J.J. Feldman, co-head of wealth management, Helium Advisors: A lot of our clients are in California, so on the cash-management side we’re using a lot of Treasury bills, which are paying over 5% and are state-income-tax free. And you can use ETFs as well, as the tax treatment flows through. One we like is the Goldman Sachs Treasury bill ETF, GBIL.
For their businesses, a lot of our clients have used one bank or credit union. So essentially if a client’s business has $2.5 million dollars, it’s all in one bank. We work with a program called Cantor Cash, where your money is spread out between multiple banks, with yields in the 4% to 5% range, and total deposits up to $25 million are covered under FDIC insurance. It’s almost like a fintech, where it looks to you like it’s just one balance. We also have some clients who are on the board of nonprofits and with last year’s bank scare, they said, “hey, our nonprofit has $5 million in one bank, we’re worried.” Their yield was about 50 basis points, and we’ve got them now to 4%-plus, and we’ve got it all FDIC insured under one platform.

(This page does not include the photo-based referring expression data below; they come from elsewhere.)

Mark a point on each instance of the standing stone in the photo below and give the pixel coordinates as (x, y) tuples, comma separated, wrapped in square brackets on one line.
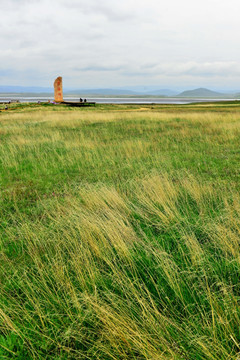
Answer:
[(58, 94)]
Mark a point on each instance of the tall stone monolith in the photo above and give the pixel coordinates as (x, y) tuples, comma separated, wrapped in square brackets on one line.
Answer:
[(58, 94)]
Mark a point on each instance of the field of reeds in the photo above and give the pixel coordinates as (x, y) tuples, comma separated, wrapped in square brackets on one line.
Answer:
[(119, 232)]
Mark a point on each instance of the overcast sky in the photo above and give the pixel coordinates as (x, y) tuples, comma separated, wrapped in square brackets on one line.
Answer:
[(110, 43)]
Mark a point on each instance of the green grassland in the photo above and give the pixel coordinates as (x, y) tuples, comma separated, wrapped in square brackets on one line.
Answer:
[(119, 232)]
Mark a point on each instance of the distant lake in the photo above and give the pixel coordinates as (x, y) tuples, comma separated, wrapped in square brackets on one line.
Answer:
[(111, 100)]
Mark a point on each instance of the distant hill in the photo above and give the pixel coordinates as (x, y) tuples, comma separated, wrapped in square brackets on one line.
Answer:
[(201, 92), (164, 92), (100, 92)]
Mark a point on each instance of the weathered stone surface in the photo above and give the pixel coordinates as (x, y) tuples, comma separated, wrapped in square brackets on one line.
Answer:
[(58, 93)]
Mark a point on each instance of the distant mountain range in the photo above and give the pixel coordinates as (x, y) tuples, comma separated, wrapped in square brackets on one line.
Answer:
[(195, 93), (202, 92)]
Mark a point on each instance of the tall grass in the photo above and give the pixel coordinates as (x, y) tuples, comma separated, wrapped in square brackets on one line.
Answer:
[(120, 235)]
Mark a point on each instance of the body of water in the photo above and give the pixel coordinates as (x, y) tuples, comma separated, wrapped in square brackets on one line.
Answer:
[(112, 100)]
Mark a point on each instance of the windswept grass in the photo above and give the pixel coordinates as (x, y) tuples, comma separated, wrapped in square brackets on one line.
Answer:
[(120, 234)]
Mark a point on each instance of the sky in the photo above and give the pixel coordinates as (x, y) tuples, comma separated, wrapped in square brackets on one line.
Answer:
[(107, 43)]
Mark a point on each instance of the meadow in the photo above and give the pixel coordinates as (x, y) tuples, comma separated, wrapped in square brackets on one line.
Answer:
[(119, 232)]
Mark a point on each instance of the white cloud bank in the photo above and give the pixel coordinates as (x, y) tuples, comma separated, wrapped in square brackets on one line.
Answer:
[(103, 43)]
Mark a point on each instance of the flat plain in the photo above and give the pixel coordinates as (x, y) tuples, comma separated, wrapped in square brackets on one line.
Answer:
[(119, 232)]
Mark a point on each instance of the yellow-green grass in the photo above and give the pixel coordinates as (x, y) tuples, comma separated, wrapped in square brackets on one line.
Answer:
[(120, 232)]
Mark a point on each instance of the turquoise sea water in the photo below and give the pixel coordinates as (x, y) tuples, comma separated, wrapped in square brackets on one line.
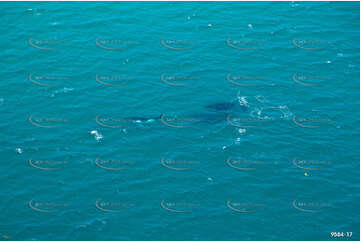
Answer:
[(179, 121)]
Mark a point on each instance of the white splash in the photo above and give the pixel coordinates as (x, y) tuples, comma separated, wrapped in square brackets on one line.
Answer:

Credit card interest rates have gone up dramatically, from about 15% to 25%. Some clients with large balances have come to us asking for the best solution. One of those clients had a life insurance policy with a cash value that was more than enough to pay off the credit cards. We borrowed from the policy, which had a borrowing rate of 5% but where the borrowed money still earns interest from the dividends from the life insurance company. So it was essentially a 0% loan to themselves, and they were able to pay off the credit card.